Nvidia rubbishes crypto, says it "doesn't bring anything useful for society"

Nvidia rubbishes crypto, says it "doesn't bring anything useful for society"

Nvidia is likely the company you thought of as being closest to cryptocurrency, but it apparently doesn’t like to think of itself as being so. Speaking to the Guardian, chief technology officer at Nvidia, Michael Kagan, has stated that crypto does not "bring anything useful for society", and instead believes the future belongs to AI.

It’s not really too surprising an admission, as it has long been critical of its GPUs being used to create cryptocoin. In 2021, it even went as far as to release software that would impair the ability for its GPUs to be used to mine Ethereum. But regardless of that fact, Nvidia’s fortunes have long been tied to crypto, since its graphics cards were used in huge numbers in crypto farms around the world. It even got to the point where rises and falls in prominent cryptocoin pricing would trigger the same in Nvidia’s stock pricing.

Instead, Nvidia would rather we all focused on AI. "All this crypto stuff, it needed parallel processing, and [Nvidia] is the best, so people just programmed it to use for this purpose. They bought a lot of stuff, and then eventually it collapsed, because it doesn’t bring anything useful for society. AI does," Kagan told the Guardian.

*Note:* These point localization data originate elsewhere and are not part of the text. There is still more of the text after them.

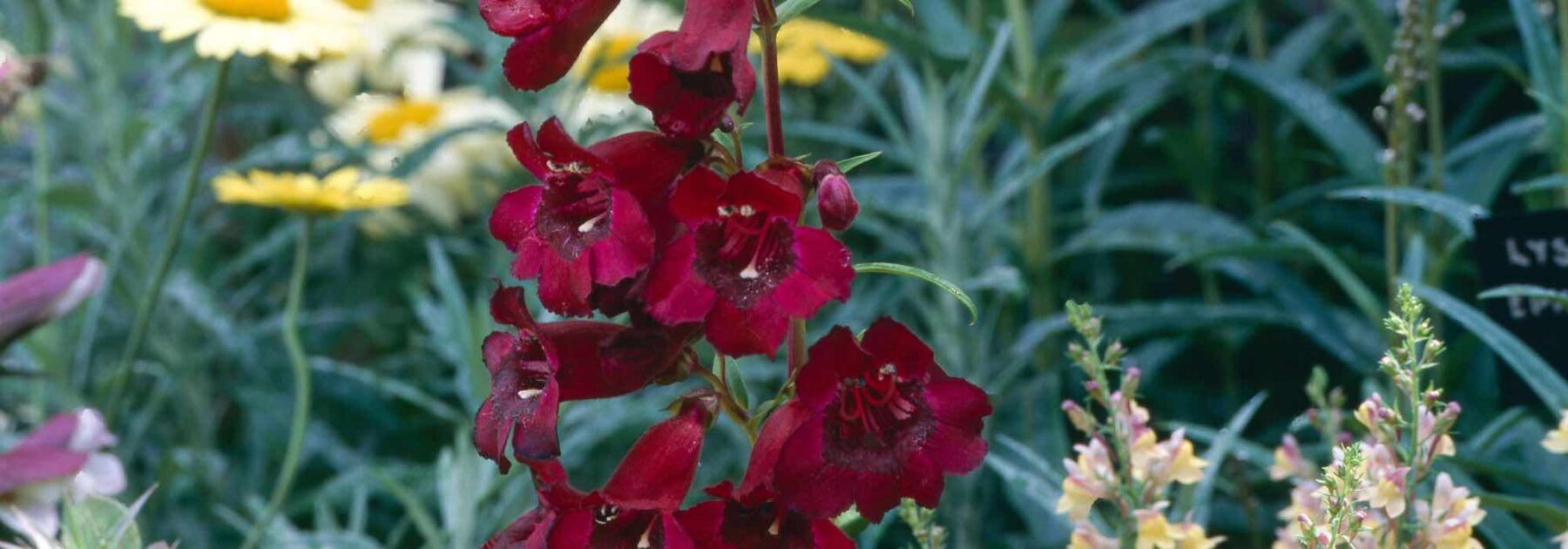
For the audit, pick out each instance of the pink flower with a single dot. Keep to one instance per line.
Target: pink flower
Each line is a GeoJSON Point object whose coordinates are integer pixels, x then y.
{"type": "Point", "coordinates": [689, 78]}
{"type": "Point", "coordinates": [44, 294]}
{"type": "Point", "coordinates": [637, 507]}
{"type": "Point", "coordinates": [546, 364]}
{"type": "Point", "coordinates": [872, 423]}
{"type": "Point", "coordinates": [745, 267]}
{"type": "Point", "coordinates": [549, 35]}
{"type": "Point", "coordinates": [58, 458]}
{"type": "Point", "coordinates": [596, 220]}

"I never believed that [crypto] is something that will do something good for humanity. You know, people do crazy things, but they buy your stuff, you sell them stuff. But you don’t redirect the company to support whatever it is."

AI also relies heavily on supercomputers, and Nvidia definitely sees a future for itself in this space, having pegged the emergent technology as being the most likely to cause future impact, and need its technology too. The first version of ChatGPT was trained on a supercomputer comprised of 10,000 Nvidia graphics cards, and Nvidia has been making hay with AI processing, having sold tens of thousands of the AI-focused A100 GPU to Microsoft, and even more thousands of the successor chip, the H100, to Amazon and Oracle.

While Kagan’s words are likely to upset some crypto enthusiasts, it seems Nvidia as a whole isn’t shy of broadcasting its opposition to cryptocurrency. Will its AI gamble pay off? We’ll have to wait and see, but judging by how chatbots are taking off, it may end up being a good gamble.